Probably not.. proposals like this need to be thought about, reviewed and thought about. Some people who like to say NO to various things will of course voice their NO as soon as they see it.
 
Back to the topic.

Then you have to painstakingly scour the web for distros already using this package and check whether their have the same version with a hash. Then you download the package and verify the hash and pray to God the distro has at least given a cursory look to this package, so it's actually safe to install.

I guess I'm not coming from @fedora.org or @redhat.com, so my proposal is "anti-freedom".


No. You are taking one comment from a person who is known to yell at everyone and doesn't work for Red Hat as 'being an official comment'. Most everyone on this list does not speak for Fedora at all. This is the part of the proposal that I was trying to bring up earlier that needs work:
1. There is NO one who speaks for most distributions. There is a group of many people with many different opinions who speak for a part of a distribution. They work together as best they can, but they are all going to have differing opinions and any proposal has to understand that changing 400 people's minds (for the number of active devs in Fedora) takes time.
2. Red Hat sponsors Fedora but doesn't control what Fedora does. There are many developers who are paid by Red Hat but only work on Fedora in their spare time so Red Hat may 'influence' but can not command what they do. Debian and Arch are even further along the anarchy meter for who gets to decide what happens where. 
3. Getting distros to work together is hard. People choose their distros like they choose their sports teams. When they see another distro doing something, their first reaction is to do the opposite. This is why it takes a long time to get changes done and it takes a lot of people time to make it happen.
 
Sorry for wasting your time. You have not even provided the very basic counter-arguments why my proposal makes no sense.

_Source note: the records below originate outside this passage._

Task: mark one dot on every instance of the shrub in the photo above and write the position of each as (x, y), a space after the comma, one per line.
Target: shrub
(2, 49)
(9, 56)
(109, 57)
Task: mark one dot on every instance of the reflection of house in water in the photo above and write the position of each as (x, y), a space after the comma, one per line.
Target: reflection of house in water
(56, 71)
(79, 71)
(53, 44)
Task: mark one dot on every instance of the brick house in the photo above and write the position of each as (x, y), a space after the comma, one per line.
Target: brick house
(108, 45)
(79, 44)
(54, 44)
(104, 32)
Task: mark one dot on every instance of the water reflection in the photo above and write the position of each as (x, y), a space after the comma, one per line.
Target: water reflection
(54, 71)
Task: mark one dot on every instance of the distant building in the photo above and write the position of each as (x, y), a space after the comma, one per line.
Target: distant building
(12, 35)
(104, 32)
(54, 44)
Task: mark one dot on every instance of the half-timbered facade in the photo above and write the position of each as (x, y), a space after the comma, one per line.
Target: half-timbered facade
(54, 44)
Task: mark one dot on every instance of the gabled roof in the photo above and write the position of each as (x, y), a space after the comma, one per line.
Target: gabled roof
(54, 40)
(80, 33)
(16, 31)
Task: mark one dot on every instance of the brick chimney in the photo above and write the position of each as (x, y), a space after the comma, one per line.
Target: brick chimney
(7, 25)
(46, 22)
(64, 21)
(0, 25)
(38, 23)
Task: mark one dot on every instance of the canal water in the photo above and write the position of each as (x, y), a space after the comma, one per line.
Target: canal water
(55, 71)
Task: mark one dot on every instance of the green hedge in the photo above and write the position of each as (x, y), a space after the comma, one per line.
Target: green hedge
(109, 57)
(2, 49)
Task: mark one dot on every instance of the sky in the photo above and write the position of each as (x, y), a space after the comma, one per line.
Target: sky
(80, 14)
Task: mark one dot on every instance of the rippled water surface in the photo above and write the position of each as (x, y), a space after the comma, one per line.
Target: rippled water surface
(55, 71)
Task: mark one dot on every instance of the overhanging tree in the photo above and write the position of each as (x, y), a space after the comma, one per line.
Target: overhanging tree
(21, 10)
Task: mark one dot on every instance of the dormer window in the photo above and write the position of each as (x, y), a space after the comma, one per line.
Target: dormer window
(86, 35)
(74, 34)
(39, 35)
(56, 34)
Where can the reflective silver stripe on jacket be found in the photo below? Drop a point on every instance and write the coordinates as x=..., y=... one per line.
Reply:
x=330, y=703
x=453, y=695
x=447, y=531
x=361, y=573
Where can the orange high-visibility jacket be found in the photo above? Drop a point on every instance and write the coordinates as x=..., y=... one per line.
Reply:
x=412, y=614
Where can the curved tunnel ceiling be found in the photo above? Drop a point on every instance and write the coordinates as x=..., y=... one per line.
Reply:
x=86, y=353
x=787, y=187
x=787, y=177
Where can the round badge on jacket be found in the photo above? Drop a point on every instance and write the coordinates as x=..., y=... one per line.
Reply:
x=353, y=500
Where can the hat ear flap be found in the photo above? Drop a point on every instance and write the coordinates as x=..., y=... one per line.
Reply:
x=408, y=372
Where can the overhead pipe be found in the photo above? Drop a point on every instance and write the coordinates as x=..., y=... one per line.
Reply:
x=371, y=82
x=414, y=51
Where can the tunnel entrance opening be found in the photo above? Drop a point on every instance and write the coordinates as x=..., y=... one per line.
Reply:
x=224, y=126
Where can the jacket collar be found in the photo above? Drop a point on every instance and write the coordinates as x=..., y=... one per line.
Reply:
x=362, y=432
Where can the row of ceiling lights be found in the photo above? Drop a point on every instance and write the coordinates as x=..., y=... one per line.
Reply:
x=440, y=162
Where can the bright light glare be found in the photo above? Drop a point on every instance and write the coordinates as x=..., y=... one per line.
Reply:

It isn't a waste of time, but I see this response with a lot of good proposals which get any criticism. You are going to get criticism, you are going to get people yelling about stupid things in any proposal you make. People don't change their minds quickly and there is a lot of meat-space circuitry to try and make sure it isn't easy. To get a proposal through, people need to be able to understand that most of the time the first thing they are going to get is NO. Some of it is because people have a lot going on in life and they need space and time to see something for what its worth. Other times they have seen a lot of empty proposals and are trying to see if the person making it is going to actually do something about it or not. 


 
RedHat absolutely can start this initiative. You have all the means and resources, and I'm not talking about something super complex or expensive. For all I know, it could be the most basic website running on top of SQLite which costing the company $50 a month to run.

And of course, without this website, distros will continue to valiantly include upstream packages and get royally screwed and screw their poor users because a ton of your maintainers have neither the time/resources, nor qualifications to check whether the code you happily push to users is malware free.

I guess we'll have to have a few more accidents like this before someone will come up with a similar solution only not coming from me personally, because I'm a no one and just rending the air.